L’anno dopo, però, seguendo la sua vocazione artistica e dopo aver prodotto già alcune prime opere che suscitarono l’interesse di alcuni critici locali, Picasso decise di trasferirsi a Madrid dove nel 1900 inaugurò la sua prima mostra personale. Il soggiorno a Madrid fu fondamentale per l’artista anche per l’amicizia stretta con Carlos Casagemas, la cui morte successivamente influenzò la produzione artistica del pittore.

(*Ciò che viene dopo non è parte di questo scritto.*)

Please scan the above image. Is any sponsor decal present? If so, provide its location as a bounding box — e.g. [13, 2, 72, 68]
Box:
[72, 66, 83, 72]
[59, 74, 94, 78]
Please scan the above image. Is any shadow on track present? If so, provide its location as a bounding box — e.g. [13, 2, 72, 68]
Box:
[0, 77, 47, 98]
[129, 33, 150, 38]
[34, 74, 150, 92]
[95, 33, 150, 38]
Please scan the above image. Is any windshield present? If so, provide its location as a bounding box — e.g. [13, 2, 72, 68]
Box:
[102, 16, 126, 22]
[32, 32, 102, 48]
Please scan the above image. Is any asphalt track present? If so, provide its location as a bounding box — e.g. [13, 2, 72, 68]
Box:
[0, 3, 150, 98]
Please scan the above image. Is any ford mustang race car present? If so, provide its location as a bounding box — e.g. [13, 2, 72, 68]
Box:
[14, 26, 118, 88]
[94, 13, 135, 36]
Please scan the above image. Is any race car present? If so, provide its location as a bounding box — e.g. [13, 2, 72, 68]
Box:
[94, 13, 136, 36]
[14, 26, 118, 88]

Sul finire del 1900 decise inoltre di trasferirsi a Parigi, dove si recò anche se per breve tempo, con l’amico Carlos. Negli anni successivi si spostò regolarmente tra Madrid e Parigi per seguire la sua ispirazione e per incontrarsi con colleghi pittori e amici artisti.

L’opera di Picasso

Se si escludono le prime produzioni giovanili, solitamente le prime opere di Picasso si fanno risalire al 1901, con il Periodo Blu. Per tre anni, dal 1901 al 1904 Picasso ritrae quadri malinconici caratterizzati da una predominanza di colore blu e azzurro: l’ispirazione di questi quadri deriva dalla perdita dell’amico Carlos, morto suicida nel febbraio del 1901.

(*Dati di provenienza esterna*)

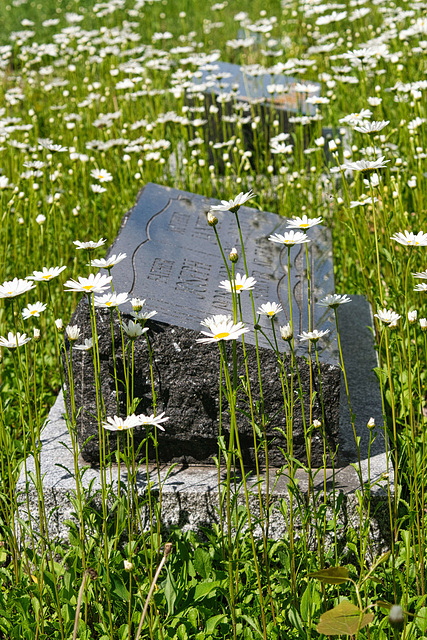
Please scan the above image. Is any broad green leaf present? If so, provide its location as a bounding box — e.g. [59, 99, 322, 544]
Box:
[193, 547, 212, 580]
[206, 613, 227, 635]
[308, 567, 348, 584]
[194, 581, 219, 600]
[316, 600, 374, 636]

Nel 1904 si trasferì nuovamente a Parigi, vivendo un periodo economicamente difficile ma ricco per quanto riguarda la sua crescita artistica. Le opere del periodo di Parigi sono definite dai critici come opere del Periodo Rosa.

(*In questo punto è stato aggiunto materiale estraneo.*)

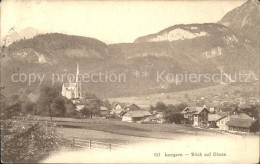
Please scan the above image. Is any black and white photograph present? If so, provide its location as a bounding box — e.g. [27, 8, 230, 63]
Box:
[0, 0, 260, 164]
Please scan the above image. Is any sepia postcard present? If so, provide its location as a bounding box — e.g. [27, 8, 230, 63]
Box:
[0, 0, 260, 164]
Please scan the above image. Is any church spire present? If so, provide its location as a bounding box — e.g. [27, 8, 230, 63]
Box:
[76, 62, 79, 79]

IL 1907 è l’anno della svolta, in cui Picasso presenta in mostra Les demoiselles d’Avignon, la sua prima opera cubista. Si tratta di un’opera di fondamentale importanza artistica ma che, appena esposta, fu aspramente disprezzata: i critici d’arte non erano ancora pronti alla visione innovativa dell’arte di Picasso.

L’evoluzione del cubismo

Negli anni successivi alla presentazione di Les demoiselles d’Avignon l’interesse per l’arte di Picasso, ossia per le tecniche cubiste, crebbe notevolmente. Mentre l’artista continuava la sua attività alternando tele più classiche a ricerca sulle possibilità del cubismo e offriva la propria arte alle scenografie dei Balletti Russi, il panorama politico mutò drasticamente.

Picasso, dopo un ulteriore periodo vissuto in Spagna, fuggì dalla dittatura di Franco e tornò a Parigi dove nel 1937 espose la sua più importante opera, Guernica, presso il Padiglione Spagnolo dell’Esposizione Universale di Parigi.